Frances stood and left the room. “You can’t possibly remember,” she said. “You were much too little. Sandy’s right. It’s private. We should shut it up again. And where’s my tea?”

She felt better once the shutters were drawn again and the door closed, but Will’s sudden enthusiasm had started a process in her memory she could not interrupt. This had been the house. She knew he was right. The changed name, the tarmac on the drive, the golf course, the new colors and garden, the French windows where there used to be a door, the shutters where curtains had hung, together had composed smokescreen enough for her to ignore what she knew. But Will’s insistence and awful enthusiasm were a merciless current clearing the air. The events were still not there, not entirely, but every room in the building, and the view from every window, now glittered with an unwelcome familiarity and she was living in a near-constant state of déjà vu that was almost nauseating in its refusal to resolve into clear understanding and unbroken recollection.

John sensed her discomfort as they were going to bed. He thought it was about the pearls, of course, and she played up to that to reassure him, fretting about the cost of having them restrung and her stupidity in allowing the boy to break them. He held her in the crook of his arm, like a child, and ran his fingers in slow repeated strokes through her hair, which he knew always soothed her. He fell asleep first. He had walked miles that morning, apparently, and been on the edge of a nap all afternoon. Before he slept, however, he mumbled, “It’s not the house. He’s quite wrong.”

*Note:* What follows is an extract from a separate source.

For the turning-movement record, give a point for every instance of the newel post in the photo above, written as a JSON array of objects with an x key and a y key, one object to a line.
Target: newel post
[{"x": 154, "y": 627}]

She could not sleep, and his body gave off the heat it had absorbed all day and became uncomfortable to lie against. She extricated herself as gently as stiffness would allow and went to the kitchen for a glass of milk. She knew the way well enough now to get there without lights and once there the fridge gave illumination enough. She could see light coming from under the fourth bedroom’s door. She poured her milk, shut the fridge and stood there sipping, feeling the cool air about her hot legs. In a while Will emerged. She opened the fridge again to let him see she was there and he came across.

“I’d left something in there,” he said guiltily. He had shorts on and nothing else. “Can’t you sleep either?”

“No,” she said. “Have milk. It helps.”

He pulled a funny face. “I’m going out for some air,” he said. “Maybe Sandy will have stopped snoring when I get back. Night.”

“Night.”

He kissed her cheek sweetly enough but there was a tension between them that smelled sourly of deceit. She waited until his bare feet had padded the length of the veranda. She heard the click of the latch as he passed through the gate to the beach then she went forward to watch through the French windows, keeping back so the moonlight would not catch on her nightdress to betray her.

There he was, quite clearly, walking along the top of the beach, oddly purposeful for a man wearing nothing but shorts. Then she saw to her astonishment that he was making toward the encampment and the home of the sad young man. There were no lights on there. It was far too late. The dog barked once, startled awake perhaps, and he froze like a burglar. It barked again and he turned and was walking, running almost, back to the beach. He did not see a light come on in the trailer.

Frances hurried back to her room. John was still sound asleep. She sat in the armchair, watching him. Sometimes now sleep came more easily when she was not lying flat on her back. She heard Will come in, heard him pad across to the bathroom and then back to his bed. She heard, quite distinctly, a burst of Sandy’s snoring as their bedroom door opened and closed. She sat on, and felt haunted by truths whose significance danced beyond her grasp.